Confirmed. We should verify this BZ and make sure we don't see the original symptom. It does look like 1826329 is a followup.
Based on comment 11, checking in multiple upgrading tests the fix is working, issue did not get repduced on upgrading to 4.4.0-rc.12 (4.4.0-0.nightly-2020-04-26-205915)

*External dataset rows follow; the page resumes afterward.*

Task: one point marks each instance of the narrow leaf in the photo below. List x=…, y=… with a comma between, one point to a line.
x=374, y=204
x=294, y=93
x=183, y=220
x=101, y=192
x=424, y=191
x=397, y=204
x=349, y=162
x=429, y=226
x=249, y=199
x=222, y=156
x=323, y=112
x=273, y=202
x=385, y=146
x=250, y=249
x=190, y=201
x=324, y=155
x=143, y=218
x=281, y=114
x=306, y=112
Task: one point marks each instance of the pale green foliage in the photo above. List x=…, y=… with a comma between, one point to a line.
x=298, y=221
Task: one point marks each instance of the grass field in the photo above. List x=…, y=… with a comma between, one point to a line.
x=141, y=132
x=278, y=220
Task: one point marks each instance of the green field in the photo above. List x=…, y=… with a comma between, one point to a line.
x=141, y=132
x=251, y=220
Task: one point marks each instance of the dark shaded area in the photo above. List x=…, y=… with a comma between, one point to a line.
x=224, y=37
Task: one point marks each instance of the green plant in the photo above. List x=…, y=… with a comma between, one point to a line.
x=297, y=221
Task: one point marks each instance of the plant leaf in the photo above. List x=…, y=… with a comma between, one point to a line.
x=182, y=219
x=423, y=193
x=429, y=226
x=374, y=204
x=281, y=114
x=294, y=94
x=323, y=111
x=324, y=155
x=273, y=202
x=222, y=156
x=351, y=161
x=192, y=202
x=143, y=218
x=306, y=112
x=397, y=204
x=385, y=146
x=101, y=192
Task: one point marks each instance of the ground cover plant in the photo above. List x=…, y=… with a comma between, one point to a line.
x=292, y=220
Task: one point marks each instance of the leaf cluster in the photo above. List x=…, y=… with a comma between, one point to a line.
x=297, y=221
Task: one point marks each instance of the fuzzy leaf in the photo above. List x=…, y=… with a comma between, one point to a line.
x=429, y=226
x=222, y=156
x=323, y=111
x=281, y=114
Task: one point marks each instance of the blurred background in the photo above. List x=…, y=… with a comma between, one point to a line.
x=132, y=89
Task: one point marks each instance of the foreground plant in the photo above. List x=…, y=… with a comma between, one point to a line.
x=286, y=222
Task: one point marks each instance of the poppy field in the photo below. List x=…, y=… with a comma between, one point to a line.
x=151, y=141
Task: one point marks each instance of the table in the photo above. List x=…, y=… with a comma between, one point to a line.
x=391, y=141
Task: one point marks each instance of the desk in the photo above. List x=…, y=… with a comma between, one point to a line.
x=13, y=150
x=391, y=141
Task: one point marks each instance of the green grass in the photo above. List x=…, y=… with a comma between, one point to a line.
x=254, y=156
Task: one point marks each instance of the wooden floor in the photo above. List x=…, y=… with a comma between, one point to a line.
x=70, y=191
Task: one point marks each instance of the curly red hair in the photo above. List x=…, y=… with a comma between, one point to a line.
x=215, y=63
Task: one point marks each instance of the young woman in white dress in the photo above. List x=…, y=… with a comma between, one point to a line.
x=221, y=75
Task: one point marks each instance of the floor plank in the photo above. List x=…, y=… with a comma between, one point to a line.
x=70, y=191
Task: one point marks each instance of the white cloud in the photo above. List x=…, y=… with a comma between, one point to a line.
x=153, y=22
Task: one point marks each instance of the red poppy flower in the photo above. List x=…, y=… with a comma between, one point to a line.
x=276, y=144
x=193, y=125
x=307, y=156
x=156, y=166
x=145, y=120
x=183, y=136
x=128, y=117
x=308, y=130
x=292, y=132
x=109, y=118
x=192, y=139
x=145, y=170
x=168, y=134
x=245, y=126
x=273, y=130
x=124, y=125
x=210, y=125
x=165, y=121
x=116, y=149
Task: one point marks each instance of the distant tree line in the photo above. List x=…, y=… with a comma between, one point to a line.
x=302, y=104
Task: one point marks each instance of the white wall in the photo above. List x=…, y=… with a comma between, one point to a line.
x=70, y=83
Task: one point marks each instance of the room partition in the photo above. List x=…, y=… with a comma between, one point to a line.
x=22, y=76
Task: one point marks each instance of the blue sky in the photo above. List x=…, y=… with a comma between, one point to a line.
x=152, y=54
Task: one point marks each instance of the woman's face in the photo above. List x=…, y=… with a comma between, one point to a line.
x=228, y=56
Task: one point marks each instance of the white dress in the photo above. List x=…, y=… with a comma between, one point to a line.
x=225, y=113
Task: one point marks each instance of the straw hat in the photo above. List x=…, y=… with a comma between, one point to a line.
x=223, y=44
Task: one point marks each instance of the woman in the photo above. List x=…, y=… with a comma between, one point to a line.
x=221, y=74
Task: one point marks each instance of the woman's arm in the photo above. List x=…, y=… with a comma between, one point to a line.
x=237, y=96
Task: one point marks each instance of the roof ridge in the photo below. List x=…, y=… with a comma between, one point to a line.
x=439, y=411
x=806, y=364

As part of looking into the sample operator delays noted in #Comment 11 I tried to download http://10.73.131.57:9000/minio/openshift-must-gather/2020-04-26-11-12-42/must-gather.local.6992914659817673956.tar.gz but it appears to no longer be there. I was able to use the access/secret keys and I see a lot of similar directories at http://10.73.131.57:9000/minio/openshift-must-gather/ but not 2020-04-26-11-12-42 Is there perhaps another must gather in one of other subdirectories I can look at? or can http://10.73.131.57:9000/minio/openshift-must-gather/2020-04-26-11-12-42/must-gather.local.6992914659817673956.tar.gz be reposted ? thanks
OK Wein Liu and I corresponded on slack and got the minio trick sorted out.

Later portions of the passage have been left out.